Polysilicon industry has seen a shrinkage in margins with the entry of large Asian companies. This has changed the market dynamics with low prices. However, this part of the supply chain has relatively low competition and once the supply demand comes back to balance, it will again show good profits. The wafer part of the supply chain is already showing good profitability due to supply tightness. Things are looking tough for REC Silicon currently due to the trade war. The company which was a big beneficiary of demand growth from China is now facing big headwinds from the Chinese imposition of duties on poly imports. The stock at its current price, discounts all the major issues facing the company. If the Chinese and USA authorities resolve the anti-dumping duty issue, then REC could see a sharp upside in its prospects. It is an event driven play for high risk investors with limited downside.

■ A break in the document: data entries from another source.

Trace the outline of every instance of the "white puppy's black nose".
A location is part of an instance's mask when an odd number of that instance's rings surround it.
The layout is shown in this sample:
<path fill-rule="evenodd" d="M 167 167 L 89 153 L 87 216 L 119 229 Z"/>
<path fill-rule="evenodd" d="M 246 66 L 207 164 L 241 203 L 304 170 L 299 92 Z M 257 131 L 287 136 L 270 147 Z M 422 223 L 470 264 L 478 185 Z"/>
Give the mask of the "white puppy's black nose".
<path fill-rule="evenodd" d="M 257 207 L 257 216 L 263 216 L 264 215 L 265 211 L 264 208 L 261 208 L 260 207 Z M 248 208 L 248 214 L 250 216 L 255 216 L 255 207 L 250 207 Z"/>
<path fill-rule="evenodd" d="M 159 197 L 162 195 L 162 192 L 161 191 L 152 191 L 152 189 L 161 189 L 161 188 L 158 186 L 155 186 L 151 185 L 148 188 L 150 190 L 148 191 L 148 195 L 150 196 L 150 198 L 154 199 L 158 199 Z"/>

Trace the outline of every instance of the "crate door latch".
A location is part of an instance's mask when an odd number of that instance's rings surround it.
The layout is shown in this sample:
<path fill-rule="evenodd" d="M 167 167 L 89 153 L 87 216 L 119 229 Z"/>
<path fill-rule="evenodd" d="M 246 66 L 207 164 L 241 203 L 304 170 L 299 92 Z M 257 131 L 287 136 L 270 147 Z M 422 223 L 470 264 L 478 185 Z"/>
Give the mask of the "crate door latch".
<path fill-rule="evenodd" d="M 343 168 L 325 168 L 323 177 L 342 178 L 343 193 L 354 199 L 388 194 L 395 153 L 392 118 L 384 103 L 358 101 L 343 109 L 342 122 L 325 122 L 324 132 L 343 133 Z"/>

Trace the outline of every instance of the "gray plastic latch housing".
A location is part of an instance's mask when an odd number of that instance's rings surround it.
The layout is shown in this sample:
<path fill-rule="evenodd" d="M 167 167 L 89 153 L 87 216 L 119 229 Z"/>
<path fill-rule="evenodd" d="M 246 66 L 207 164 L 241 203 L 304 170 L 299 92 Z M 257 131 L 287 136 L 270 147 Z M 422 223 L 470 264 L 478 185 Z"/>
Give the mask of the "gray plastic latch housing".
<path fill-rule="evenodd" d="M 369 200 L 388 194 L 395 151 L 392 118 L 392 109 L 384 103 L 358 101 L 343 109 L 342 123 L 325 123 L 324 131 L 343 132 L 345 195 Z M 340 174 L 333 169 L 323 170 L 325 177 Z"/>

Disclosure: I/we have no positions in any stocks mentioned, and no plans to initiate any positions within the next 72 hours.

I wrote this article myself, and it expresses my own opinions. I am not receiving compensation for it (other than from Seeking Alpha). I have no business relationship with any company whose stock is mentioned in this article.

Editor's Note: This article covers one or more stocks trading at less than $1 per share and/or with less than a $100 million market cap. Please be aware of the risks associated with these stocks.